Switching losses@ MOSFETs, Caps and Diodes

[KoF]

Hi guys,

right now, i try to design an full Bridge Class D Amp with ~100W/24V @8Ohm  (I know, one of hundred thousand projects - sorry... ).
I finished all my calculations and started to simulate the power stage in LTspice and it works well as expected (in LTspice)!

But then, i did some "simulated" measurements and get shocked!
The switching frequency is about 250kHz (I would prefer up to 400kHz for the "physical" Amp)
My MOSFETS (IRFH5215) has needle peak (turn on) losses of up to 350W and (turn off) of up to 40W for ~10ns and less.
I even tried to reduce the peak current by an inductor in front of the Mosfets with turn on and off snubber without great success 
Are those needle peaks of power losses acceptable for ~10ns @250kHz?

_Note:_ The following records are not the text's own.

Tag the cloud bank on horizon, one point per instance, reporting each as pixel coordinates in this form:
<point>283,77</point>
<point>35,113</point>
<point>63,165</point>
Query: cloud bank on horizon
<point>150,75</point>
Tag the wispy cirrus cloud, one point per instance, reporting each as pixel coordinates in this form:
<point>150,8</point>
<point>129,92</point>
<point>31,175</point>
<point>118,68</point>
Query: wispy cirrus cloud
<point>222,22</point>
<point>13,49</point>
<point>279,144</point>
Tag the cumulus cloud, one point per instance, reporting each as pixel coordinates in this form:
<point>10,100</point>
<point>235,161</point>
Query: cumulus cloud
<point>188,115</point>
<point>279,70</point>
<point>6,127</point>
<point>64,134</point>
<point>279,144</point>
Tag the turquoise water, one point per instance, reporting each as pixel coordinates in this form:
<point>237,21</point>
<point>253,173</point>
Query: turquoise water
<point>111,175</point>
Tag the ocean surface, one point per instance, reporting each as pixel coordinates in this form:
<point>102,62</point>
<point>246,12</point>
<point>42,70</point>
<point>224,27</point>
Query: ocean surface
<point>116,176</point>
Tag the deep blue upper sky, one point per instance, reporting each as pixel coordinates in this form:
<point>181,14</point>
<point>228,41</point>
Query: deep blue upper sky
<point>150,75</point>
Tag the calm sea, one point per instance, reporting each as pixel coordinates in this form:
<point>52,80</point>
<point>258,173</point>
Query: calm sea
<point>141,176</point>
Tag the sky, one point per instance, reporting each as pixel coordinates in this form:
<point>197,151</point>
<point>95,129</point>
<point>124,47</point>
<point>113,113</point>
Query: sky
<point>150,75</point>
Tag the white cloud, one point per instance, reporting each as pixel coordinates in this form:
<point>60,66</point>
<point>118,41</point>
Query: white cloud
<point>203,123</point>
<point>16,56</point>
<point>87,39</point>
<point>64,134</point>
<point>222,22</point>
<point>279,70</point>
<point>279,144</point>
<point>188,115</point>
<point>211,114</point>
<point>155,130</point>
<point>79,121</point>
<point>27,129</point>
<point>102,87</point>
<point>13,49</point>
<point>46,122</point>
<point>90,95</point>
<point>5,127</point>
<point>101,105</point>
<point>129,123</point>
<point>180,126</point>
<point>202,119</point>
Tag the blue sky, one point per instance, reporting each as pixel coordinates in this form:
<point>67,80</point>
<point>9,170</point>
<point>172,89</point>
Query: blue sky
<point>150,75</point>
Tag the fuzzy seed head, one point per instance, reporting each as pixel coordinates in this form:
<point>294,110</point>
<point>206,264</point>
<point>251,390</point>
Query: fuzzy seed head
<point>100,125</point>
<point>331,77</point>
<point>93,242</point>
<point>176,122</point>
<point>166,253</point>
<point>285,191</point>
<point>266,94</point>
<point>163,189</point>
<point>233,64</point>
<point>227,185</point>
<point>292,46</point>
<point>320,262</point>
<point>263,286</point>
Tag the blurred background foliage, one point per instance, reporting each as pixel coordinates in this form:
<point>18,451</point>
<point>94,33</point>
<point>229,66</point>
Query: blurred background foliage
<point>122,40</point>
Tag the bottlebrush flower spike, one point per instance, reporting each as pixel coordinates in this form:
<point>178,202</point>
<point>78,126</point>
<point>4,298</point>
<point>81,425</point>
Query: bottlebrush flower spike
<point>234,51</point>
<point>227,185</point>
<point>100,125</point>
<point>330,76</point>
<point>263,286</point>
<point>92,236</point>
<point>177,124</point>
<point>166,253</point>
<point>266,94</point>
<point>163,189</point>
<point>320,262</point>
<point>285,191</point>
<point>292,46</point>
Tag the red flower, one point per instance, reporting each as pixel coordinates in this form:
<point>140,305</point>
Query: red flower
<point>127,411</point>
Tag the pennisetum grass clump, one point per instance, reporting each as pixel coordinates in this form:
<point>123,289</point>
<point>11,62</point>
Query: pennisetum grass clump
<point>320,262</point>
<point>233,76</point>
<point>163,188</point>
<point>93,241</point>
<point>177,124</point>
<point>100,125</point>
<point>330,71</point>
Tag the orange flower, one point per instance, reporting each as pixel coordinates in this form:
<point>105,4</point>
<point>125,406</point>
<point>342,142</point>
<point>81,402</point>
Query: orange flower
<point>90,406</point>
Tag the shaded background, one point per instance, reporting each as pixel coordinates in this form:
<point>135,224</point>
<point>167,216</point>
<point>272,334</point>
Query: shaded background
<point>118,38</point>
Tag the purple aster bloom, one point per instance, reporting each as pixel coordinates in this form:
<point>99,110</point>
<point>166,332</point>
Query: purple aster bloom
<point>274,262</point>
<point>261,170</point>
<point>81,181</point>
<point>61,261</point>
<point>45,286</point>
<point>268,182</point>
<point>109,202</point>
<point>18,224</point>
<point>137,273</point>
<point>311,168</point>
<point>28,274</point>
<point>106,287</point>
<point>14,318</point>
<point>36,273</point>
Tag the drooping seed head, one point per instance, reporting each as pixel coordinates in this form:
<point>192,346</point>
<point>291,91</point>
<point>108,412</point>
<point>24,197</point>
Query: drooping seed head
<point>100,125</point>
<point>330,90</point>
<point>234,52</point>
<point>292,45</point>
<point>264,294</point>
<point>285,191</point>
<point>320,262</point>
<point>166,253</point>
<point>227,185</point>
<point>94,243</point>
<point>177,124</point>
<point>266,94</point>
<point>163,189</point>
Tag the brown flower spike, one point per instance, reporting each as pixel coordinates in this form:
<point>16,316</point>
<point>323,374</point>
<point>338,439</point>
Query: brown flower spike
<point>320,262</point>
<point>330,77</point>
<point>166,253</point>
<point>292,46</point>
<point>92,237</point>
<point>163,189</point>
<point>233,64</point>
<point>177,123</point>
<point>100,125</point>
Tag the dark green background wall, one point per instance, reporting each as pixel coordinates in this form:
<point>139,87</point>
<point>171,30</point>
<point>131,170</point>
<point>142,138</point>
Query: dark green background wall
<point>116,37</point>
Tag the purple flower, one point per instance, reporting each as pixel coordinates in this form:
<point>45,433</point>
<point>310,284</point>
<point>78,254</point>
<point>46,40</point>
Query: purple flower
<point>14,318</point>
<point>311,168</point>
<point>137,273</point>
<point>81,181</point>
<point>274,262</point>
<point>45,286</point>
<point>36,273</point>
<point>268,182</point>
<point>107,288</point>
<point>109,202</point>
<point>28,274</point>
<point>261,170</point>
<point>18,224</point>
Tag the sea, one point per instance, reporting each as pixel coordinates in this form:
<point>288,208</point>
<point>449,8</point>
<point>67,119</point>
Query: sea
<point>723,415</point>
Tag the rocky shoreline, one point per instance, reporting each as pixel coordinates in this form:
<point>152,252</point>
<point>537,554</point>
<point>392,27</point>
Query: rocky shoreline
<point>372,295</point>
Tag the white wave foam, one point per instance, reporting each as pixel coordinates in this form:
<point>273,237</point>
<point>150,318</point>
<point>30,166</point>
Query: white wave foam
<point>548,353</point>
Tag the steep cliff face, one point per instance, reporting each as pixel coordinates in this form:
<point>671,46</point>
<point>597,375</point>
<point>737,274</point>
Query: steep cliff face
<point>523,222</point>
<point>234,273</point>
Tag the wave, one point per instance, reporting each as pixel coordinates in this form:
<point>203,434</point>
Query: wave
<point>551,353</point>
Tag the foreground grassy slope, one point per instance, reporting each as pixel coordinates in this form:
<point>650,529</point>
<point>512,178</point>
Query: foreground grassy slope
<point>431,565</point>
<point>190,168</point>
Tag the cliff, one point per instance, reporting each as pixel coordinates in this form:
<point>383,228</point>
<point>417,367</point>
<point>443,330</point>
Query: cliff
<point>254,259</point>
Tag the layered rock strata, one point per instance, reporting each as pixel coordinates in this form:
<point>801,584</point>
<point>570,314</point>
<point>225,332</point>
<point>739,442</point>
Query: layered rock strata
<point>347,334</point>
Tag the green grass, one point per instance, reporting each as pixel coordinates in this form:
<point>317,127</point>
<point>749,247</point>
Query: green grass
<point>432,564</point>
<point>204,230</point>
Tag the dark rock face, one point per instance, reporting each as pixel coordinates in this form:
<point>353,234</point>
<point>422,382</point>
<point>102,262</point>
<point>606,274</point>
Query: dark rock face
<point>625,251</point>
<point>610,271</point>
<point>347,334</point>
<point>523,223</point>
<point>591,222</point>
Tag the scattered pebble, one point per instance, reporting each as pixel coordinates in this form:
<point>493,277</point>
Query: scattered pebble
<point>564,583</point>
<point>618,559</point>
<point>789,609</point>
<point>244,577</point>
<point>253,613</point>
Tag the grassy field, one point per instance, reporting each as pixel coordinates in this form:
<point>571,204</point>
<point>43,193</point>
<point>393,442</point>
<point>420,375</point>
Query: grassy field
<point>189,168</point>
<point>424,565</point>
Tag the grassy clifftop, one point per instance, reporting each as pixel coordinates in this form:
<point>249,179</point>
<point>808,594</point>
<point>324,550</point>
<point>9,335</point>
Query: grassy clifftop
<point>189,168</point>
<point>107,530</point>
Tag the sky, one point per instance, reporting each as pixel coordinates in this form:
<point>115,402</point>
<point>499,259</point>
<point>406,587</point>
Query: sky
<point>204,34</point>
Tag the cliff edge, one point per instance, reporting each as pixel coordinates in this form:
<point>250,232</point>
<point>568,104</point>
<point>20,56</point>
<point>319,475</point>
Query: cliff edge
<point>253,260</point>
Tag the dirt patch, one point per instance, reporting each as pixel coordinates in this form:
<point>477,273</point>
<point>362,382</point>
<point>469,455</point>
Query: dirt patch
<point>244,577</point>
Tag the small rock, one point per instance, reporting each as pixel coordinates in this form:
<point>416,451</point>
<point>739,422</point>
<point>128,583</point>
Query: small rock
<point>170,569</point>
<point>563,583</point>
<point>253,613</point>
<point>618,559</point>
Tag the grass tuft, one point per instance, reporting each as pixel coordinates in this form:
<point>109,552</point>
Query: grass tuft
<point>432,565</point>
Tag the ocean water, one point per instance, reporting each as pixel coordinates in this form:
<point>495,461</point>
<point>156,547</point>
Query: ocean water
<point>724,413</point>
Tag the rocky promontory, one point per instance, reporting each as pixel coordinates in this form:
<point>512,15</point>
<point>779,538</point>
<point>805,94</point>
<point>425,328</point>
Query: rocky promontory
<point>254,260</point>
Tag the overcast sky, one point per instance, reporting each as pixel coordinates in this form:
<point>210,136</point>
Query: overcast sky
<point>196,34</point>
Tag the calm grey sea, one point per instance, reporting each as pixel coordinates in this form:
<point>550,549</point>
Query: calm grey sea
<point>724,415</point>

the Mosfets are driven by LTC4444 drivers (in the simulation) with an 10R resistor (turn on) at the Gate and in parallel (for turn off) a Diode with 2.2R in Series. Between Gate and Soure I placed an 4k7 resistor.

The Mosfet body diodes (both Mosfets hi and low) are bypassed with 30BQ060 schottky diodes. They get current peaks with up to 6A for about 800ns. The Datasheet of the 30BQ060 says I[f] average of up to 3A and I[fsm] up to 1200A @ 5µ sinus.  Is my selection suitable? (I guess (or better hope so) yes, or am I wrong?)

I think the losses are okay, because those peaks are so damn short - but I'm not sure...

One last question (I know, i asked to much ) is about the output LC filter.
I would like to use X7R or X5R caps instead of polycarbonate foil  caps (cheaper, smaller, easy to get, surface mount,more types,...). To reduce the peak current, I would use more smaller values in parallel instead of one huge on. I know, for an Class A or AB ceramic caps are not suitable, but for Class D? Is this decision okay (especially in consideration of the switching frequency) - any advices?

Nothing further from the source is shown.